There are occasions where an organisation has an information strategy issue, but the issue does not justify the expense of a
dedicated research project. MGL has used a shared cost model to allow a number of organisations to club together in order
to fund a piece of research that none could justify individually, but which provides excellent value for money and results
when carried out collectively.
JUG-T went through two phases to help organisations that use address referenced data, or generate addresses, to
understand how reliably address referenced service data can be used to produce area based statistics.
In the first phase address data for a large part of Northern England, stretching from the east side of Warrington to
the west side of Sheffield, was tested against administrati ve geographies, statistical geographies and ‘block’ geographies.
It was demonstrated that the present set of address products and associated look-up tables, was error prone, but that many
of the errors were due to systematic differences between data sets; such as the use of alternative veriosn of the street name.
In the second phase of the project data for the City of Manchester was examined in order to identify the spatial and temporal
shortcomings of current address bases. Have a look at MGL's
Addressing Interactive Testbed (AddressingIT) for more information.

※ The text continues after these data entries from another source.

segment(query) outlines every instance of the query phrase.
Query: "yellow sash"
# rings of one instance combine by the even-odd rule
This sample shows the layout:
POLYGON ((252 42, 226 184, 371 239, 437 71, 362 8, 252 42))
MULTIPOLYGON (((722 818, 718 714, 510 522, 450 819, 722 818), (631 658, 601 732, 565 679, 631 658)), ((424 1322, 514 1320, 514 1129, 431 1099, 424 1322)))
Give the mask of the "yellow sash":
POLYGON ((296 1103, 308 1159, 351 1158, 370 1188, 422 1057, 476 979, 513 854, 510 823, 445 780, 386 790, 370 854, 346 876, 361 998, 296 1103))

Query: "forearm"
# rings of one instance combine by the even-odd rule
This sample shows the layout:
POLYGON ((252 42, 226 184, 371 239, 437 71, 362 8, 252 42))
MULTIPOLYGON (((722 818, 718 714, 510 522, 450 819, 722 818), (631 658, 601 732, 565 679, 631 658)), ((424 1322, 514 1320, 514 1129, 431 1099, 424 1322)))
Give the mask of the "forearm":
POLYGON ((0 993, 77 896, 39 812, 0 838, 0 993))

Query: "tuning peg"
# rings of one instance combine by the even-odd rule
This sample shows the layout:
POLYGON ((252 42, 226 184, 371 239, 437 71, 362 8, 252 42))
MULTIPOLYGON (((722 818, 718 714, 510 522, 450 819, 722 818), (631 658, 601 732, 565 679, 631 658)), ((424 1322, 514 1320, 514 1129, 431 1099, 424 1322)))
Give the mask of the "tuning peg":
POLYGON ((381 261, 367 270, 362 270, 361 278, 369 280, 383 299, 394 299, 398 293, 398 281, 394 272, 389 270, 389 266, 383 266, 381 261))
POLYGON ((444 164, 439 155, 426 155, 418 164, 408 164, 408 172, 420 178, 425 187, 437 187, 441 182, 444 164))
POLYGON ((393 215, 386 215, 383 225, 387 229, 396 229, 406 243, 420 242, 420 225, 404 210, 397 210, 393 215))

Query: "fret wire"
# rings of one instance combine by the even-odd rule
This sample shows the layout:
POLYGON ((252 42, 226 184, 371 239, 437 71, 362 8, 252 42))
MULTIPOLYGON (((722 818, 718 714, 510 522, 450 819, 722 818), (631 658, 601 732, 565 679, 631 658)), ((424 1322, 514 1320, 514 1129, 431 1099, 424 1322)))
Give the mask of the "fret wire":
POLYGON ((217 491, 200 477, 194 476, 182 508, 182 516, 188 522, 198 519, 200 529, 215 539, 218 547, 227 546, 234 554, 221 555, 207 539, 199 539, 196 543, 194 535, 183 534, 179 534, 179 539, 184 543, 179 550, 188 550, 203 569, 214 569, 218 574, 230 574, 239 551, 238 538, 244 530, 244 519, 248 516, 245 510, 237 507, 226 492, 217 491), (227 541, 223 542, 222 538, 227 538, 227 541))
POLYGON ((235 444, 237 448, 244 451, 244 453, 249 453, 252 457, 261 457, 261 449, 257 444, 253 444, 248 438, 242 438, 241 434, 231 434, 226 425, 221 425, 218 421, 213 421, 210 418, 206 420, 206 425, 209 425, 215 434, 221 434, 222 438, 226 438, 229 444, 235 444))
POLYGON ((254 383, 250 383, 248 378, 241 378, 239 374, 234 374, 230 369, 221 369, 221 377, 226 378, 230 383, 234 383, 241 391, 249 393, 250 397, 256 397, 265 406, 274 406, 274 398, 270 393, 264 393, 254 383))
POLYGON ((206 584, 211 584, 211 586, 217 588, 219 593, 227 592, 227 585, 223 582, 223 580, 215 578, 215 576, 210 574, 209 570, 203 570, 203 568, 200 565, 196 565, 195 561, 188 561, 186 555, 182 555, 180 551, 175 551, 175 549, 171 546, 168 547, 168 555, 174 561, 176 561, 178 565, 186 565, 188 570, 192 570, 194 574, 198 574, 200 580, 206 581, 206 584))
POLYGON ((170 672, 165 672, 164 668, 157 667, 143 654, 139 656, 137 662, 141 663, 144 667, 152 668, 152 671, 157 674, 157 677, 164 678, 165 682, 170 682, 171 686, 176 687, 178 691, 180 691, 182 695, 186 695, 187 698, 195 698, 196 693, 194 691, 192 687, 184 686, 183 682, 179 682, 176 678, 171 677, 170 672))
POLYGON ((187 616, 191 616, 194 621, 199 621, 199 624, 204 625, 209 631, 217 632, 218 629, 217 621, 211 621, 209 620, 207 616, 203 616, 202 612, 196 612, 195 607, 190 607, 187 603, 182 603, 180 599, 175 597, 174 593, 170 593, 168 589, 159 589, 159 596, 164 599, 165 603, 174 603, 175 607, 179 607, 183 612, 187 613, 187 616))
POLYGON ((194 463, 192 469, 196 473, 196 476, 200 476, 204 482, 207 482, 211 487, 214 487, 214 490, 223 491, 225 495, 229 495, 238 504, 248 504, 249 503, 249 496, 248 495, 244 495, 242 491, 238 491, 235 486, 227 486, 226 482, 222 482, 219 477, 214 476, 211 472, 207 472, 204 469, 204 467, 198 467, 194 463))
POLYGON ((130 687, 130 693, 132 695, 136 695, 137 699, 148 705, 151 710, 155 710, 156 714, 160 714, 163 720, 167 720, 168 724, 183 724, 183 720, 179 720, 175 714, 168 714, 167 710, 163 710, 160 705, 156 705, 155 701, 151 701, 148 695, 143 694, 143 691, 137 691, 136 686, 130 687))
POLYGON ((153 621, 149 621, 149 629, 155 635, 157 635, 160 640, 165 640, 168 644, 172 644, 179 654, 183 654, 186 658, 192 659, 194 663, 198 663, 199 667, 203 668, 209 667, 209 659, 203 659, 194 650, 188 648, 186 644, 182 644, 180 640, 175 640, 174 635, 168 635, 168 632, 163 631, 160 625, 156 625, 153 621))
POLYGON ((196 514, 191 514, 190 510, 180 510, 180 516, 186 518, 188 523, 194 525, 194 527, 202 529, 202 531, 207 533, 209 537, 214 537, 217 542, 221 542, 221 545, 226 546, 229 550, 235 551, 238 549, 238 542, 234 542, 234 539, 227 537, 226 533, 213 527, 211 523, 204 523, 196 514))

Some of the methods and results produced in the two phases of JUG-T were then used to resolve anomalies
identified in the results of the 2001 Census and to carry out
robust sample based and full audits of major national address data sets.
Clients for JUG-T included: Manchester City Council, Ordnance Survey, Office for National Statistics, Office of the Deputy Prime
Minister, Landmark Information Group, Royal Mail, Hopewiser, ESRI and the Valuation Office Agency.